La grammaire et le vocabulaire
Avoir est un verbe aux sens multiples : obtenir…
J’obtiens enfin la réponse que j’attendais – j’ai la réponse
recevoir…
Je reçois le journal tous les matins – j’ai le journal
attraper une maladie…
J’ai un rhume.
jouer un tour à quelqu’un…
Pas de u dans avoir ? Mais si, je vous ai bien eus! (I got you!)
Eu est le participe passé de avoir. Alors il ne faut pas négliger l’accord du participe passé avec un complément d’objet direct placé avant le verbe :
Je vous ai eu / eue/ eus/ eues
selon le genre et le nombre représenté par vous : vous monsieur, vous madame, vous messieurs ou vous mesdames. À chaque fois prononcez u, sans tenir compte de l’orthographe.

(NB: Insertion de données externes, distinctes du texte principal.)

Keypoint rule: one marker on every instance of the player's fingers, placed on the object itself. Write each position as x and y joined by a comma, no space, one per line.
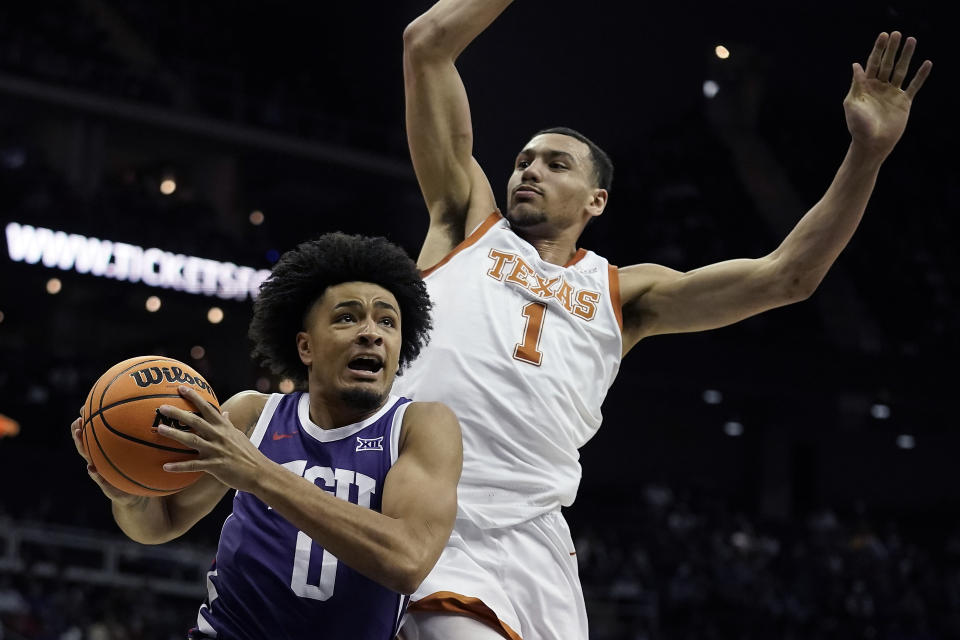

Toute une partie de la conjugaison du verbe avoir se fait en eu. De fait, tous les temps composés de avoir se composent de l’auxiliaire de conjugaison et du participe passé eu.
À l’indicatif passé
Le passé, justement appelé composé est :
j’ai eu, tu as eu, il a eu, nous avons eu, vous avez eu, ils ont eu
Le plus que parfait sera :
j’avais eu, tu avais eu, il avait eu, nous avions eu, vous aviez eu, ils avaient eu
Attention ! Le passé simple, qui comme son nom l’indique, n’est pas un temps composé, est pourtant lui aussi en eu :
j’eus, tu eus, il eut, nous eûmes, vous eûtes, ils eurent
Au conditionnel passé
j’aurais eu, tu aurais eu, il aurait eu, nous aurions eu, vous auriez eu, ils ou elles auraient eu.
Concernant le vocabulaire, il y a le verbe avoir, qui se fait aussi auxiliaire pour participer aux conjugaisons des temps composés, et avoir peut aussi être un nom masculin, un substantif, comme on dit :
un avoir / des avoirs
« J’ai eu un avoir », cette petite phrase a de quoi déstabiliser car on y retrouve l’auxiliaire, le participe passé, et le nom. Qu’est-ce qu’un avoir ? Un avoir peut vous être proposé dans un magasin si vous y avez acheté un article qui, pour des raisons, ne vous convient pas finalement et que vous souhaitez faire reprendre par le magasin. Or le vendeur vous objecte que ce n’est pas possible, qu’il ne peut pas vous rembourser l’argent, mais que, l’article en question étant ramené par vous en bon état, il peut vous faire un avoir, c’est-à-dire récupérer l’objet et vous permettre d’utiliser la somme que vous avez payée pour acheter autre chose dans ce même magasin.
Mais revenons à nos moutons… pour nous intéresser à un autre U comme… Ubu roi.
En littérature : La pataphysique

La pataphysique est « La science des solutions imaginaires » selon les mots de son inventeur, Alfred Jarry. Le terme est un jeu de mots goguenard sur la métaphysique. La pataphysique se propose d’examiner les phénomènes du monde sous un regard particulier, en décalage avec toute vision conformiste de l’art. Le collège de pataphysique est considéré comme précurseur du mouvement surréaliste et du théâtre de l’absurde. André Breton et Eugène Ionesco en font partie, tout comme Boris Vian et le photographe Man Ray.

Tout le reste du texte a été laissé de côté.